When studying for a doctoral degree (PhD), candidates submit a thesis that provides a critical review of the current state of knowledge of the thesis subject as well as the student’s own contributions to the subject. The distinguishing criterion of doctoral graduate research is a significant and original contribution to knowledge.
Once accepted, the candidate presents the thesis orally. This oral exam is open to the public.
The transition to smart grids has raised the need to investigate and enhance building energy flexibility. Energy flexibility, defined as the capacity of the building to respond to the needs of the grid, is critical to address the grid's challenges of balancing supply and demand and integrating renewable energy sources. To achieve these goals, it is necessary to develop control-oriented models able to provide reliable predictions, to be implemented in smart controllers, and generalizable in order to facilitate their widespread deployment in buildings.

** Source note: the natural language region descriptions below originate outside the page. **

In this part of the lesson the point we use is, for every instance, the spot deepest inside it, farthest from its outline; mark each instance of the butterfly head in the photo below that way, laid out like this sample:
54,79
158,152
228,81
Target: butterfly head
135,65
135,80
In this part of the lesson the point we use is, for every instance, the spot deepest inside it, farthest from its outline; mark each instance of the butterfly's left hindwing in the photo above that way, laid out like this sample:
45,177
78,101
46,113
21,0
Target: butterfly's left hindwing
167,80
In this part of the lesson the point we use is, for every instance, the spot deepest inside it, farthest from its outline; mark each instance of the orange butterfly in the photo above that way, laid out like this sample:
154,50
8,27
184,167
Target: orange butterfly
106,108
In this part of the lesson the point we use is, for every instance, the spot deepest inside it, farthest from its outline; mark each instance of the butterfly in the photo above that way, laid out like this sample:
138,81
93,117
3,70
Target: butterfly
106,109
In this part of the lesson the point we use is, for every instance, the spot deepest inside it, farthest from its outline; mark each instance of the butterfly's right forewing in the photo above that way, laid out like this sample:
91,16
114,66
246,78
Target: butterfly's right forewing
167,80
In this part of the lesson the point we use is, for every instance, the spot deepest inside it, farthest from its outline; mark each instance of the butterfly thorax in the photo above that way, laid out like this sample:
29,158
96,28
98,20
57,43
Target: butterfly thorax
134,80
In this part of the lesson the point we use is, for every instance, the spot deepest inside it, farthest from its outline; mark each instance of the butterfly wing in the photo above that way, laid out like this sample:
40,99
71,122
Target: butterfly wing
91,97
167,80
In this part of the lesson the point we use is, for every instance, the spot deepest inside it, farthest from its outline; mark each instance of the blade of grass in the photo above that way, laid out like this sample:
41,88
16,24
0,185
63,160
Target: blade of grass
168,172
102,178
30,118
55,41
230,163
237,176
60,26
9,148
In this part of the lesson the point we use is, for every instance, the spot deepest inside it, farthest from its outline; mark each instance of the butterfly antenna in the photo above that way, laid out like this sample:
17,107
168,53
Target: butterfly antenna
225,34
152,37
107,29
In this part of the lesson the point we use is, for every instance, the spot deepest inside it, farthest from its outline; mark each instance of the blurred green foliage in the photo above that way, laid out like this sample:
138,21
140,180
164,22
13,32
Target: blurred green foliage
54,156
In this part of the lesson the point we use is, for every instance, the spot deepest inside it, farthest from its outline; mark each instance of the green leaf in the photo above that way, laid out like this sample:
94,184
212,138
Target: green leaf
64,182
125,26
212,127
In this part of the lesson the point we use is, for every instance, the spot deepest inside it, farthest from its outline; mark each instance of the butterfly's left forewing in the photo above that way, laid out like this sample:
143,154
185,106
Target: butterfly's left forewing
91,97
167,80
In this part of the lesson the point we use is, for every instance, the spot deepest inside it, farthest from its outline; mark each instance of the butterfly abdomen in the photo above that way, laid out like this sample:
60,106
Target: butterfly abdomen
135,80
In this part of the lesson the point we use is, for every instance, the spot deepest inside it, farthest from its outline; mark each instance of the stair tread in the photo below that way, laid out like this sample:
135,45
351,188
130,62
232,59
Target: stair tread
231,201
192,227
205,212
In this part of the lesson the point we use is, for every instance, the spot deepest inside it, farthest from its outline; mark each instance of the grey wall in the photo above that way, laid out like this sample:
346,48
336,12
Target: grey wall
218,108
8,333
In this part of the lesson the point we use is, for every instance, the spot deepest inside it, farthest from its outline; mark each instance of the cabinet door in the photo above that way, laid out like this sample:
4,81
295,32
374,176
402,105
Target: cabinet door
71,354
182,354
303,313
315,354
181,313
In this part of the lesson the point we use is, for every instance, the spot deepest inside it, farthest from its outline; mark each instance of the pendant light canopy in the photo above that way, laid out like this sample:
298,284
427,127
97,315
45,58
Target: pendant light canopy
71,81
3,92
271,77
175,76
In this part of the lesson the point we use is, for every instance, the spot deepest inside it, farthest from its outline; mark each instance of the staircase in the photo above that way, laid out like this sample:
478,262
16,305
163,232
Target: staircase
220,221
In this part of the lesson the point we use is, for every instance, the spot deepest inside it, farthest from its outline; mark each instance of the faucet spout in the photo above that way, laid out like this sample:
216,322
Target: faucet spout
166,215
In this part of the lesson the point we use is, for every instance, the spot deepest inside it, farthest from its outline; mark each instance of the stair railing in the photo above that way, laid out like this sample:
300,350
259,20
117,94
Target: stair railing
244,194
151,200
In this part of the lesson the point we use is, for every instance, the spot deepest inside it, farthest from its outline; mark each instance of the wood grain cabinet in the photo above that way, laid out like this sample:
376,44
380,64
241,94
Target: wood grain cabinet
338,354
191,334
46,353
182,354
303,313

This thesis investigates methods to enhance the energy flexibility potential of school buildings through simulation and experimental studies. It contributes a general methodology for the development of data driven grey-box thermal models and the implementation of model-based predictive control (MPC). The methodology is applied to an archetype fullyelectric school building near Montréal, Québec, Canada. This approach is scalable and transferable to other institutional or mid-size commercial buildings.
To streamline the implementation of MPC, the proposed approach employs grey-box low-order resistance-capacitance (RC) thermal network models, a clustering of weather conditions to identify typical anticipated scenarios, and several near-optimal setpoint profiles corresponding to each cluster. Archetype control-oriented models for zones with convective systems and zones with radiant floor systems are developed and calibrated with measured data. The impact of model resolution and structure on the energy flexibility quantification is investigated. The calibrated models are used to apply MPC to the school building using the established dynamic tariffs for morning and evening peaks. For the experimental study, the developed MPC framework is applied in six classrooms, and the results are compared with four classrooms with the reactive control system as reference cases. The energy flexibility is quantified based on a proposed building energy flexibility index (BEFI). Results indicated that the school building can provide 45% to 95% energy flexibility (load shifting relative to reference) during onpeak hours while satisfying thermal comfort constraints.

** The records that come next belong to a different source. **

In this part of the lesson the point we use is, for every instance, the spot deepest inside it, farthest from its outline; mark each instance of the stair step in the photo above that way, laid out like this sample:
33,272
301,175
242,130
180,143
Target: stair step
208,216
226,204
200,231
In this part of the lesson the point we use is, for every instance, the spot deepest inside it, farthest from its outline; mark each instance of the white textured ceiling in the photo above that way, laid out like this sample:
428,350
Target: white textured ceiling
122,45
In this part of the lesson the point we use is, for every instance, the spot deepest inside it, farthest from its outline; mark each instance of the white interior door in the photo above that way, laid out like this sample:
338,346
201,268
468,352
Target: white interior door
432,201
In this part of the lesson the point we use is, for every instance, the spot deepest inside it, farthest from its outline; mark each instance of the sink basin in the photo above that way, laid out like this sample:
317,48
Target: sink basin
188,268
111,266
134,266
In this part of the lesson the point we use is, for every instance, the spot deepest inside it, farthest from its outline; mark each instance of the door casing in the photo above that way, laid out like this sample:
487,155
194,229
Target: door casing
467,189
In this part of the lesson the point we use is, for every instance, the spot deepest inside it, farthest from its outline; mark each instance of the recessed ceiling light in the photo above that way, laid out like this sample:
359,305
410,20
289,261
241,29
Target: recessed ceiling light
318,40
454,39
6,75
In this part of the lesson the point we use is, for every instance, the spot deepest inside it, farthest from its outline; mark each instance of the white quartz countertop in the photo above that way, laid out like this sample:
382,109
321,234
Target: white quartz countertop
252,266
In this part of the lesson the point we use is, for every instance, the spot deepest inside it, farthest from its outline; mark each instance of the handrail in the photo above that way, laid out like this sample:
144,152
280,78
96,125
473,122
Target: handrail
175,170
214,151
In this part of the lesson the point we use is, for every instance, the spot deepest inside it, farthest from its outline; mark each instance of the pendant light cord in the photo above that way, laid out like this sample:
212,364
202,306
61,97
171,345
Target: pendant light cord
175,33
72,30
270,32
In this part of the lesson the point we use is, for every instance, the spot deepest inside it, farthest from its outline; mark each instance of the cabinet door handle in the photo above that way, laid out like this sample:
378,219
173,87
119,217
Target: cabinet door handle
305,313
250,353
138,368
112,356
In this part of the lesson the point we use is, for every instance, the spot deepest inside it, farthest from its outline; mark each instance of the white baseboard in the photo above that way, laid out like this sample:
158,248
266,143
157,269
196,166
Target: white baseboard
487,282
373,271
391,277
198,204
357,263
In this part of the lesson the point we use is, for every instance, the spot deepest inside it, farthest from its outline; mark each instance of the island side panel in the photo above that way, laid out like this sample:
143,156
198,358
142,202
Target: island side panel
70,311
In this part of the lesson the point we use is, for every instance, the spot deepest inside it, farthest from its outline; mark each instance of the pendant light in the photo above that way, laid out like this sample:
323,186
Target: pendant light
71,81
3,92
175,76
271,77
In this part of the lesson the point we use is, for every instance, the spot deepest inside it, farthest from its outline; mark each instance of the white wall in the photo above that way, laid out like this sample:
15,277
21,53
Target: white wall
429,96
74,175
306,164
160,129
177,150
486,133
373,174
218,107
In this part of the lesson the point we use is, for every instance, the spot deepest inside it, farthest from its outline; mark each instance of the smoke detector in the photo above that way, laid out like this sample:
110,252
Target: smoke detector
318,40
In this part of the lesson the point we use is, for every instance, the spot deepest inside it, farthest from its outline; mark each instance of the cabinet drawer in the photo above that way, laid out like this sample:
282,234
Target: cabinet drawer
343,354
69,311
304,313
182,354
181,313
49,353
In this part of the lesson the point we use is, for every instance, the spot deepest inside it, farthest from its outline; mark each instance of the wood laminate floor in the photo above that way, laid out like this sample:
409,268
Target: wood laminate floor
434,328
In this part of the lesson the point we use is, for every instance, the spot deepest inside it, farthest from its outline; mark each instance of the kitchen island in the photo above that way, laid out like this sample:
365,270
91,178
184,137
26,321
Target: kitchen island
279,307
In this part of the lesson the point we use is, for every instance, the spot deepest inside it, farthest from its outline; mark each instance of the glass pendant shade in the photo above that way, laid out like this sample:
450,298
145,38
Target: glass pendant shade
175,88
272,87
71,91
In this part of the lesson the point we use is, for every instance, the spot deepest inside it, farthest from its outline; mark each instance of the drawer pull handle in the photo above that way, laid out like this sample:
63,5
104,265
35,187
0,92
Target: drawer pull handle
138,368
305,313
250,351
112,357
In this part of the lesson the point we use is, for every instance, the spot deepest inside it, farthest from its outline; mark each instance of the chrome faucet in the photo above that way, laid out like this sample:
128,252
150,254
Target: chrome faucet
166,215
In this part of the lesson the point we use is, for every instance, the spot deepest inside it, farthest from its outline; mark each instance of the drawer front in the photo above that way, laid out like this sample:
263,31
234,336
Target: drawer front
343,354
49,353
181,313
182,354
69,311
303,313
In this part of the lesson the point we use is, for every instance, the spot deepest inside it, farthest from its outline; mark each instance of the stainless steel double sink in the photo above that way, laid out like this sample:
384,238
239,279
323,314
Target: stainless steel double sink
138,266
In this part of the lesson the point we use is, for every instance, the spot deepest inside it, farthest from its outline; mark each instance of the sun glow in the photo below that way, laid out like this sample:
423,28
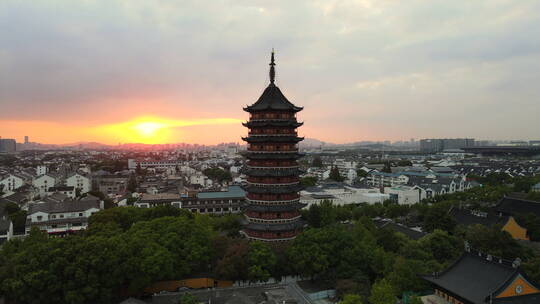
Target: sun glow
155,130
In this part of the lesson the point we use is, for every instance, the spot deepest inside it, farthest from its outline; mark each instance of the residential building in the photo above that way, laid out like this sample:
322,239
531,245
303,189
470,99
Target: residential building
80,182
69,191
11,182
215,202
149,200
111,183
146,164
6,225
404,195
439,145
8,145
60,218
41,170
467,217
43,182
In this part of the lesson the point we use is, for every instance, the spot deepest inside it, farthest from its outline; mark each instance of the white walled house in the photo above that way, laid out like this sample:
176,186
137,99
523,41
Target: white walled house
404,195
41,170
42,183
60,218
79,181
6,226
69,191
11,182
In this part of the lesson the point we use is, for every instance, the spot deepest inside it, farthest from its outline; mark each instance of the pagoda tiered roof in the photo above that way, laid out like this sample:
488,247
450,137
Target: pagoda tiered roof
272,123
276,227
272,171
272,99
272,138
272,189
270,155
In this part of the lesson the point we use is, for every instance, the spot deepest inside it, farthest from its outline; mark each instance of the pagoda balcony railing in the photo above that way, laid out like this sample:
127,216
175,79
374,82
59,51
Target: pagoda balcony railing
264,150
273,221
277,184
272,215
271,236
264,198
273,167
273,134
271,202
273,116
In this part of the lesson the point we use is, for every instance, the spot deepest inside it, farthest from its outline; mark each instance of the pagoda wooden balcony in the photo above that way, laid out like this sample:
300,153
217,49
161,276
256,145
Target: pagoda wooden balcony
272,197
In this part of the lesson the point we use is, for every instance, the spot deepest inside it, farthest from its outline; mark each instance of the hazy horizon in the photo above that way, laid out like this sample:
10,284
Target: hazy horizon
181,71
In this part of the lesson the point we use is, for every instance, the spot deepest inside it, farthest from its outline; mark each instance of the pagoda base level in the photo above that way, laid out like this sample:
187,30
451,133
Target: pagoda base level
266,236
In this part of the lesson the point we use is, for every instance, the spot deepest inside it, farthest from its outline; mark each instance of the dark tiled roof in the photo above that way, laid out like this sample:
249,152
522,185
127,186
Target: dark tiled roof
61,188
65,206
272,99
473,278
526,299
466,217
273,208
513,206
275,227
273,189
271,171
270,138
273,123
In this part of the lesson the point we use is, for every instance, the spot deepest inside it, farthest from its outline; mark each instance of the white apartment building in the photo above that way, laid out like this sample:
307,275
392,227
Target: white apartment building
60,218
41,170
11,182
79,181
42,183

Finally, this thesis presents an MPC methodology for the integration of air-based photovoltaic/thermal (PV/T) systems to further enhance the energy flexibility in school buildings so that in addition to the production of solar electricity, they can be used to preheat fresh air for the classrooms during the heating season. The PV/T system electrical capacity is set equal to the peak electricity demand in the classrooms. A data-driven greybox model for the classrooms is calibrated with measured data, and a PV/T model as a renewable energy retrofit measure for energy efficiency and flexibility is developed. These models are integrated to apply MPC to the school building and reduce peak demand during morning and evening. Three scenarios are investigated and compared: 1) A reference case without any on-site renewable system, 2) Integration of a PV system and MPC strategies under a demand response scenario, and 3) Integration of an air-based PV/T system and MPC strategies under a demand response scenario. Results show that using an MPC along with PV/T integration can significantly reduce peak demand during morning and evening high demand periods for the grid. The proposed methodology helps institutional buildings to facilitate their integration into future smart grid and smart cities.